A person experiencing caries may not be aware of the disease. The earliest sign of a new carious lesion is the appearance of a chalky white spot on the surface of the tooth, indicating an area of demineralization of enamel. This is referred to as a white spot lesion, an incipient carious lesion or a "micro-cavity". As the lesion continues to demineralize, it can turn brown but will eventually turn into a cavitation ("cavity"). Before the cavity forms, the process is reversible, but once a cavity forms, the lost tooth structure cannot be regenerated. A lesion that appears dark brown and shiny suggests dental caries were once present but the demineralization process has stopped, leaving a stain. Active decay is lighter in color and dull in appearance.

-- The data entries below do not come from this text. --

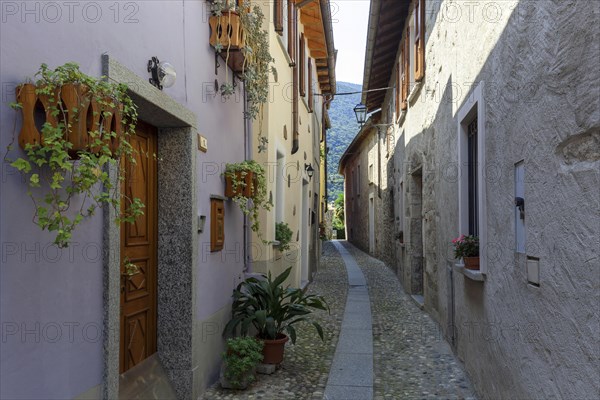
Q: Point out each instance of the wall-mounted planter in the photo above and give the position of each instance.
(471, 263)
(247, 189)
(226, 32)
(82, 114)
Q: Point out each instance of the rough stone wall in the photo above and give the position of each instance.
(539, 64)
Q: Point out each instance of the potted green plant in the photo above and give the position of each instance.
(240, 360)
(273, 310)
(467, 248)
(283, 235)
(86, 127)
(246, 184)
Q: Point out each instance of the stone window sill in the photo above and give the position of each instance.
(469, 273)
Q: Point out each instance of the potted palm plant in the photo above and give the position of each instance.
(242, 356)
(467, 248)
(273, 310)
(283, 235)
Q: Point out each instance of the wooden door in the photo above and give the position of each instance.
(139, 247)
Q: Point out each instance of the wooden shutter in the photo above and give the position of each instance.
(217, 224)
(302, 62)
(292, 31)
(310, 87)
(405, 59)
(278, 16)
(419, 40)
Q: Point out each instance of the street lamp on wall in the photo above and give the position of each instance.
(163, 74)
(361, 113)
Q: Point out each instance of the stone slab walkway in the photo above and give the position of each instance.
(351, 375)
(411, 358)
(305, 368)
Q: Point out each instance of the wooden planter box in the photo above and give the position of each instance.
(247, 191)
(227, 31)
(82, 115)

As the enamel and dentin are destroyed, the cavity becomes more noticeable. The affected areas of the tooth change color and become soft to the touch. Once the decay passes through the enamel, the dentinal tubules, which have passages to the nerve of the tooth, become exposed, resulting in pain that can be transient, temporarily worsening with exposure to heat, cold, or sweet foods and drinks. A tooth weakened by extensive internal decay can sometimes suddenly fracture under normal chewing forces. When the decay has progressed enough to allow the bacteria to overwhelm the pulp tissue in the center of the tooth, a toothache can result and the pain will become more constant. Death of the pulp tissue and infection are common consequences. The tooth will no longer be sensitive to hot or cold but can be very tender to pressure.
Dental caries can also cause bad breath and foul tastes. In highly progressed cases, an infection can spread from the tooth to the surrounding soft tissues. Complications such as cavernous sinus thrombosis and Ludwig angina can be life-threatening.